Across multiple health agencies, over 50% of Good Clinical Practice inspection findings are related to the quality and completeness of clinical trial records, Mak reports. Between 2% and 7% are specifically about informed consent.

Such documents cover trial design, study purpose, risks and benefits of participation, alternative treatments, and individuals’ rights and privacy, Mak says, and define what can and can’t be done. It is important that subjects understand the content—and it be adhered to if they sign. Participants also need to be quickly informed of any changes.  

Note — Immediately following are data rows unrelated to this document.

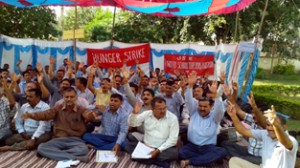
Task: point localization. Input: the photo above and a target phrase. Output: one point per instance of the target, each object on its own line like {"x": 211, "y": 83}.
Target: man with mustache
{"x": 56, "y": 93}
{"x": 202, "y": 130}
{"x": 279, "y": 149}
{"x": 30, "y": 132}
{"x": 69, "y": 126}
{"x": 161, "y": 132}
{"x": 113, "y": 128}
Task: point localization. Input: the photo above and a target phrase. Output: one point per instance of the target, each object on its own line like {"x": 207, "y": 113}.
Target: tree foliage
{"x": 28, "y": 22}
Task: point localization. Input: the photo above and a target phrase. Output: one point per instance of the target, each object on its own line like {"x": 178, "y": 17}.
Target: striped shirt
{"x": 30, "y": 126}
{"x": 115, "y": 124}
{"x": 4, "y": 113}
{"x": 254, "y": 146}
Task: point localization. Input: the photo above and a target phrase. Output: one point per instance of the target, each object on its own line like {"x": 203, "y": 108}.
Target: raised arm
{"x": 192, "y": 103}
{"x": 231, "y": 111}
{"x": 9, "y": 95}
{"x": 45, "y": 92}
{"x": 51, "y": 68}
{"x": 18, "y": 66}
{"x": 90, "y": 80}
{"x": 278, "y": 129}
{"x": 258, "y": 114}
{"x": 14, "y": 85}
{"x": 127, "y": 91}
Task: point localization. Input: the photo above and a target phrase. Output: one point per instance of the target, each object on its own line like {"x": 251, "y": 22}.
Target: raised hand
{"x": 251, "y": 100}
{"x": 102, "y": 108}
{"x": 93, "y": 70}
{"x": 154, "y": 75}
{"x": 222, "y": 77}
{"x": 137, "y": 107}
{"x": 26, "y": 116}
{"x": 192, "y": 79}
{"x": 125, "y": 75}
{"x": 227, "y": 90}
{"x": 271, "y": 115}
{"x": 81, "y": 65}
{"x": 15, "y": 77}
{"x": 95, "y": 65}
{"x": 19, "y": 62}
{"x": 52, "y": 60}
{"x": 231, "y": 109}
{"x": 40, "y": 77}
{"x": 39, "y": 68}
{"x": 213, "y": 87}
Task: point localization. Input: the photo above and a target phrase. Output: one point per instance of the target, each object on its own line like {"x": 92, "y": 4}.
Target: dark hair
{"x": 118, "y": 96}
{"x": 211, "y": 101}
{"x": 60, "y": 70}
{"x": 136, "y": 88}
{"x": 282, "y": 119}
{"x": 157, "y": 99}
{"x": 25, "y": 72}
{"x": 65, "y": 80}
{"x": 82, "y": 80}
{"x": 170, "y": 83}
{"x": 106, "y": 79}
{"x": 119, "y": 77}
{"x": 69, "y": 89}
{"x": 37, "y": 92}
{"x": 148, "y": 90}
{"x": 197, "y": 86}
{"x": 4, "y": 70}
{"x": 163, "y": 81}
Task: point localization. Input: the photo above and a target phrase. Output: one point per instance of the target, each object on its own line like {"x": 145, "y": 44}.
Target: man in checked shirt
{"x": 254, "y": 151}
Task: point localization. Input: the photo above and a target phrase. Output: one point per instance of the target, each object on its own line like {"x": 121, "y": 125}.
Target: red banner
{"x": 116, "y": 57}
{"x": 202, "y": 64}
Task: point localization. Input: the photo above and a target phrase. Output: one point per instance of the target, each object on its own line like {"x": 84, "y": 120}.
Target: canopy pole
{"x": 113, "y": 28}
{"x": 74, "y": 31}
{"x": 256, "y": 40}
{"x": 236, "y": 27}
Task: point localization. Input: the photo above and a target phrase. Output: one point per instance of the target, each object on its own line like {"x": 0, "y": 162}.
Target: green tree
{"x": 37, "y": 22}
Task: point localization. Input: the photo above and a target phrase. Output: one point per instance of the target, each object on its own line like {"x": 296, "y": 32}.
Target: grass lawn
{"x": 292, "y": 124}
{"x": 278, "y": 79}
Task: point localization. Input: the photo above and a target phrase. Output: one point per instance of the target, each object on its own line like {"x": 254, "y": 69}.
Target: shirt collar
{"x": 75, "y": 109}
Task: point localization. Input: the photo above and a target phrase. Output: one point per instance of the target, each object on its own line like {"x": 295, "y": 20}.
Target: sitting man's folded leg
{"x": 66, "y": 148}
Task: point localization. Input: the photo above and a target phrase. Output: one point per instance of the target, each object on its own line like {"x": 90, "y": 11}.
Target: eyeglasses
{"x": 161, "y": 109}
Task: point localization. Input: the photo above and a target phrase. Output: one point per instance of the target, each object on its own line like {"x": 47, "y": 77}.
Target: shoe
{"x": 162, "y": 164}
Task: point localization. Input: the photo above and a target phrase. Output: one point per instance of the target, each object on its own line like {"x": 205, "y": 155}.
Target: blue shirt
{"x": 173, "y": 103}
{"x": 115, "y": 124}
{"x": 203, "y": 130}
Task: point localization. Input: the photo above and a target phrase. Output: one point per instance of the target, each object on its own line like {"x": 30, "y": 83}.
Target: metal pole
{"x": 236, "y": 26}
{"x": 74, "y": 31}
{"x": 113, "y": 28}
{"x": 256, "y": 47}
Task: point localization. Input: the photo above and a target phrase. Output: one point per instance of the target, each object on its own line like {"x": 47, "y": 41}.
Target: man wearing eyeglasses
{"x": 161, "y": 132}
{"x": 202, "y": 131}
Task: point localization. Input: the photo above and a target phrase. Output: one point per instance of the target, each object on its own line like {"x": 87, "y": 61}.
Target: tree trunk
{"x": 272, "y": 60}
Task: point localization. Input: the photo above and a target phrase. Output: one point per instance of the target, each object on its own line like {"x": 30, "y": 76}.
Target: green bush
{"x": 283, "y": 105}
{"x": 277, "y": 89}
{"x": 284, "y": 69}
{"x": 261, "y": 73}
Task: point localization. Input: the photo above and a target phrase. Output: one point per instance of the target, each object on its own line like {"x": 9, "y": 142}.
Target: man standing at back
{"x": 161, "y": 132}
{"x": 69, "y": 125}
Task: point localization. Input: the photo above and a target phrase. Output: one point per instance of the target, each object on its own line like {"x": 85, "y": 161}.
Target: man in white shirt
{"x": 279, "y": 149}
{"x": 161, "y": 132}
{"x": 30, "y": 132}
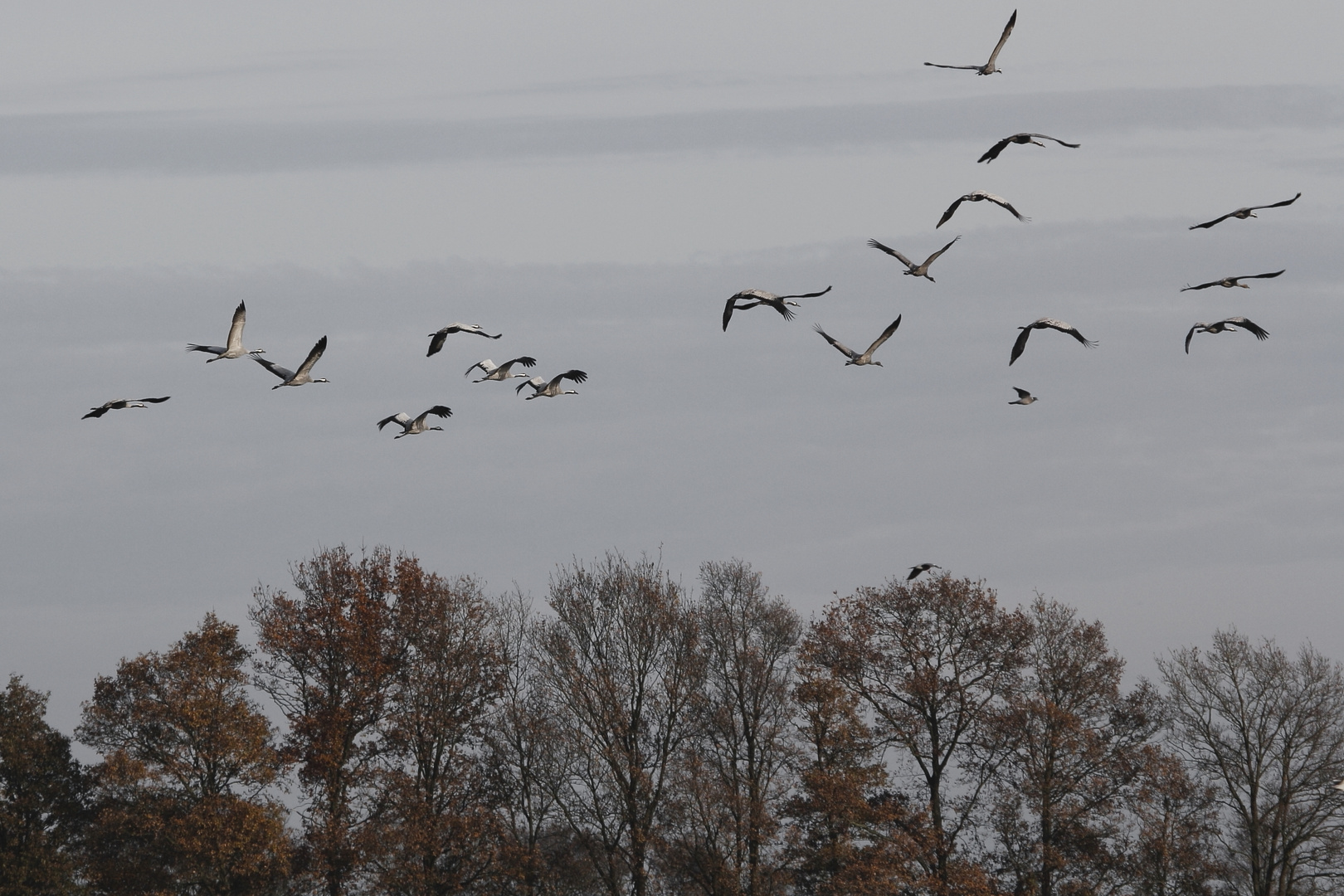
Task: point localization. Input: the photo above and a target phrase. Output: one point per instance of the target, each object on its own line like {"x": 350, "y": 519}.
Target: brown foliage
{"x": 41, "y": 796}
{"x": 182, "y": 802}
{"x": 933, "y": 661}
{"x": 329, "y": 664}
{"x": 621, "y": 663}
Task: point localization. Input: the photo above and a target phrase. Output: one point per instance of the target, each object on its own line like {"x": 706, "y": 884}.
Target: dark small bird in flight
{"x": 754, "y": 297}
{"x": 1043, "y": 324}
{"x": 1246, "y": 212}
{"x": 1231, "y": 281}
{"x": 1220, "y": 327}
{"x": 976, "y": 197}
{"x": 917, "y": 270}
{"x": 121, "y": 403}
{"x": 990, "y": 67}
{"x": 1020, "y": 139}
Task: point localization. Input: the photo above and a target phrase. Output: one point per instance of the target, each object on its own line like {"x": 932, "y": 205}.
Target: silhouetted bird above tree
{"x": 1231, "y": 281}
{"x": 1020, "y": 139}
{"x": 923, "y": 567}
{"x": 1246, "y": 212}
{"x": 1045, "y": 323}
{"x": 757, "y": 297}
{"x": 855, "y": 358}
{"x": 417, "y": 426}
{"x": 124, "y": 402}
{"x": 977, "y": 197}
{"x": 436, "y": 340}
{"x": 1220, "y": 327}
{"x": 990, "y": 67}
{"x": 916, "y": 270}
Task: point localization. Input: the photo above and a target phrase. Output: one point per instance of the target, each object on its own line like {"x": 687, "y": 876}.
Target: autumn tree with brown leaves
{"x": 42, "y": 791}
{"x": 183, "y": 801}
{"x": 622, "y": 663}
{"x": 722, "y": 820}
{"x": 329, "y": 661}
{"x": 934, "y": 664}
{"x": 1079, "y": 744}
{"x": 1266, "y": 731}
{"x": 437, "y": 832}
{"x": 850, "y": 833}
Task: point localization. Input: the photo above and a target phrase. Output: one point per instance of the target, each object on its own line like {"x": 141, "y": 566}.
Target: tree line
{"x": 396, "y": 731}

“We believe blockchain can help us adhere to consent and ensure patient rights and safety,” says Mak. As a distributed ledger, it can be used to capture agreements, transactions, and activities and shared among all members within the blockchain network. No changes can be made without other members being able to see and agree to those changes, he notes.

Blockchain can also serve as “one trusted, immutable source of truth” for conduct related to activities such as screening and the collection and analysis of samples, continues Mak. The information can’t be altered but it can be amended with the agreement of all network members.

Processes related to those activities can be automated once they’re on the blockchain and trigger notifications to re-consent patients if there is an update, he says. Smart contracts can also be used to manage access to sensitive data based on permissions.

A blockchain network for a clinical trial would have many potential ledger-sharing stakeholders—subjects, sites, sponsors, labs, ethics committees, and health authorities—and create transparency, security, trust, and efficiencies, says Mak. It can be a mechanism to “spot check” for errors and contain them.   

When subjects provide consent on the blockchain, that decision is visible to all, he says. And if they later withdraw their consent, that decision is immediately known by network members and triggers a stop to activities, such as analysis of a collected sample, in near-real time.

Combined Use Case

For the eConsent business use case, the goal was a digital solution that leverages the status of informed consent on the blockchain for study visits and data collection and use, Mak says. The idea was to increase awareness of what is happening in a trial and create transparency, data integrity, auditability, and trust.

Cross-industry collaboration on the use case began in the fall of 2020 by defining the required functions and technology, he continues. Work on a minimally viable product began last year and the final version had three user groups—subjects, sites, and sponsors/CROs.

When planning for the pilot began, it quickly became apparent that it had significant crossover with two other use cases for IoT and personalized medicine, Mak says. So, project leaders decided to combine all three use cases to create and test a more holistic clinical trial solution.

That integration work is now underway and is expected to launch this year, he says. The consent status of patients will be used to inform and manage wearable devices with the collection of data recorded on the blockchain. The ability of researchers to request access to data for secondary use, as allowed by patients, will also be tested.

Patients could thereby become “better partners in clinical trials and control what is happening with their data,” he adds. By enabling remote trials, the solution could also make studies more accessible.

This could translate into increased efficiencies and speed for study sites, says Mak. For sponsors, it could mean improved data quality, faster and lower-cost trials, and the ability to access data for the development of other compounds.

For labs, trial management via blockchain can help enforce compliance (e.g., halt assessment of a sample collected in error or respond to a patient’s withdrawal from a trial) and enable tracking and tracing of samples, he says. Ethics committees and regulatory authorities can likewise ensure compliance and reduce protocol deviations, as well as triage inspection of sites and do so remotely.

Barriers to adoption of blockchain technology need to be further explored, say Mak, including technological issues related to interoperability, scalability, security, and privacy. Ideally, study sponsors will one day be able to tie into the shared ledger via plug and play devices.

The PharmaLedger project has nearly 30 collaborators, including 12 global pharmaceutical companies and 17 public and private entities. The list includes Boehringer Ingelheim as well as Novartis, Novo Nordisk, MSD, the Polytechnic University of Madrid, and the Romanian software company RomSoft.